The operation was performed on July 9, 2010. IO was disinserted from its attachment point. The anterior border of the unattached IO was also reattached to the temporal insertion of the inferior rectus, and the posterior border of the muscle was fixed 3mm temporal to its anterior border, same as that in Case 1. When the procedure was finished in the operating room, the ocular movement was tested to verify that the upshoot was gone. After 7 months of follow-up appointments, upshoot was remarkably improved (Figure 4). The patient was satisfied.
On the basis of the clinical characteristics described by Kraft [6], upshoots and downshoots in DRS were classified as mechanical, innervational, or both. The mechanical type showed abrupt upshoot and downshoot, and minimal hypertropia in the primary position. The innervational type showed only gradual upshoot or downshoot and greater hypertropia in the primary position. Thus, both patients in this case study had innervational upshoot.
In many cases of DRS, upshoot is associated with globe retraction and narrowing of the palpebral fissure on attempted abduction.
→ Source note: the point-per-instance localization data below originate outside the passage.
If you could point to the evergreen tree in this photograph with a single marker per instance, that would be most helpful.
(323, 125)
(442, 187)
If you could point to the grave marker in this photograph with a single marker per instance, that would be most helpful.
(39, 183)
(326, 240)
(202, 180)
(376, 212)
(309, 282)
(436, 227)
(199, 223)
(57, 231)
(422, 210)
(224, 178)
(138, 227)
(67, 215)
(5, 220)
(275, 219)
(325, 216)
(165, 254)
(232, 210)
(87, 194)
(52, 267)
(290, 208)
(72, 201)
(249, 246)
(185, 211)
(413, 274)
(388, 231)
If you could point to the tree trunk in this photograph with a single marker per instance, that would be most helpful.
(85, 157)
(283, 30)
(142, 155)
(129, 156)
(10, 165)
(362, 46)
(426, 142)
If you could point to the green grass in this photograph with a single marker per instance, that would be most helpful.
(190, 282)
Ysplitting of the lateral rectus muscle and recession of the horizontal rectus muscles are extremely effective in the treatment of significant upshoot and primary strabismus associated with globe retraction in DRS [6,7]. However, in our cases, the patients had no significant horizontal deviation in the primary position. We planned recessing both horizontal rectus muscles and Y-splitting of the lateral rectus if IOAT had no effect on the upshoot. However, transposition inspection during operation showed that the upshoot was markedly improved, which indicated that IO played a role in upshoot. At the same time, weakening the IO has only a slight effect on the horizontal deviation in the primary position [8], as observed in these two patients.
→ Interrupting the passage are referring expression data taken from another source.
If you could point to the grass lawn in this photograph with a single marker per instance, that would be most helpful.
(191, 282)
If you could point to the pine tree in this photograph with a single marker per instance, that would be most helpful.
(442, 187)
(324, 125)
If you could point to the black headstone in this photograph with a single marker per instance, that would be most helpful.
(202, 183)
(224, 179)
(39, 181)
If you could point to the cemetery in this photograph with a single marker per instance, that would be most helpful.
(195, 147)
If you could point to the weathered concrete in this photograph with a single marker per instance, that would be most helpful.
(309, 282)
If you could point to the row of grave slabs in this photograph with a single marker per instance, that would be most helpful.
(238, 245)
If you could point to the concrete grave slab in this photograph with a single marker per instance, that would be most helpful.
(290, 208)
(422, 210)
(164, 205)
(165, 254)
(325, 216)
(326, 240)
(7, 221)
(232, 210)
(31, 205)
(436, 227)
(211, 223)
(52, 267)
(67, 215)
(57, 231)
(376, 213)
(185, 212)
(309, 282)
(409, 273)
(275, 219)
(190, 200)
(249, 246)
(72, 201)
Anterior and nasal transposition (ANT) [9] of IO was reported to be effective in treating upshoot in DRS. In ANT, the IO was transposed to the nasal and posterior to the nasal border of IR to avoid anti-elevation syndrome. However, for one case with downshoot, ANT made downshoot worse [9]. Anti-elevation syndrome is a recognized risk of IO anteriorization [9]. Kushner concluded that elevation during abduction might be limited if the anteriorization is more than 1 mm away from the inferior rectus insertion and if the new insertion spreads out laterally [9]. This limitation occurs less frequently if the IO muscle is reinserted close to the temporal border of the insertion of the inferior rectus [10,11]. We transposed the IO just to the temporal of the inferior rectus insertion, placing the anterior and posterior borders 3 mm apart, and did not find limitation of elevation. However, the follow up period of case 2 was only 7 months. A longer term still is needed for the evaluation. By transposing the IO temporal to the inferior rectus insertion and placing the anterior and posterior borders 3 mm apart, the depressor effect of the IO in the primary position may be reduced. However, the follow-up time of Case 2 was only 7 months. A longer term is still needed for the evaluation. As a result, after the operation, no hypotropia in the primary position nor significant deficiency in ipsilateral elevation is observed [12,13]. The IO was reattached in the same location for both patients in our report and they did not show downshoot, primary position hypotropia, or noticeable anti-elevation syndrome after surgery.
In summary, we described how IOAT can treat the DRS with upshoot in patients without evident horizontal deviation in the primary position. A larger sample with longer follow-up period can be designed in the future to observe the benefits of the procedure.